Sergio Vale lembra que, quando o Bolsa Família surgiu, houve forte ampliação do consumo no Nordeste, a região mais beneficiada pelo programa. “Pode ser que, a depender de quanto for o Renda Brasil, esse impacto aconteça de novo. Mas a base de comparação será ruim, já que vai ser bem menos que R$ 600 do auxílio emergencial”, afirma.

A economista Alessandra Ribeiro, sócia da Tendências Consultoria, observa que as classes D e E já representam quase 60% da população. “Com as pessoas perdendo o emprego, pelo menos 3,8 milhões de domicílios devem ser adicionados às faixas mais pobres”, destaca. 

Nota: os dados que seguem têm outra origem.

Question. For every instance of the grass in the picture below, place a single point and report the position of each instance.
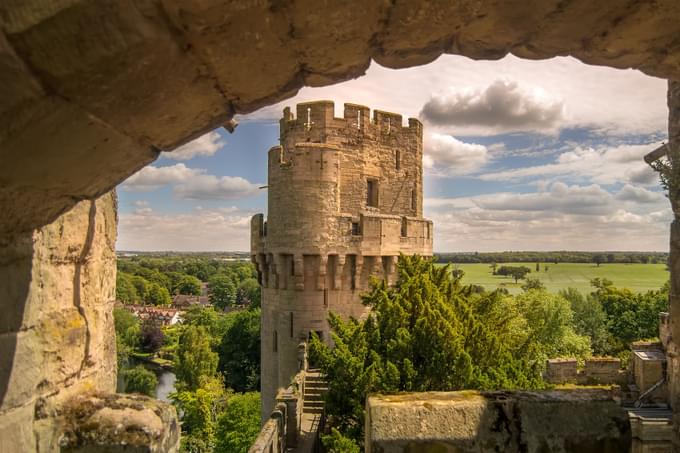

Alessandra acrescenta que, após apresentar crescimento neste ano, devido ao auxílio do governo, no ano que vem, a massa de renda deverá encolher significativamente, mesmo que o Executivo consiga lançar o Renda Brasil, programa que deve substituir o Bolsa Família, com benefício mensal de R$ 300 para 17 milhões de famílias. Atualmente, o Bolsa atende 14 milhões de famílias. “Pelas nossas estimativas, a massa de rendimentos da população deverá cair 4,2%, após crescer 4,5% neste ano. É uma paulada na renda”, adianta.

Jefferson Nascimento, coordenador de pesquisa da Oxfam Brasil, nota que a desigualdade, que é medida pelo Índice de Gini, vinha caindo desde 2001, mas voltou a crescer a partir da recessão de 2015, apesar de apresentar pequena variação em 2019. “E, agora, possivelmente, tornará a aumentar”, diz.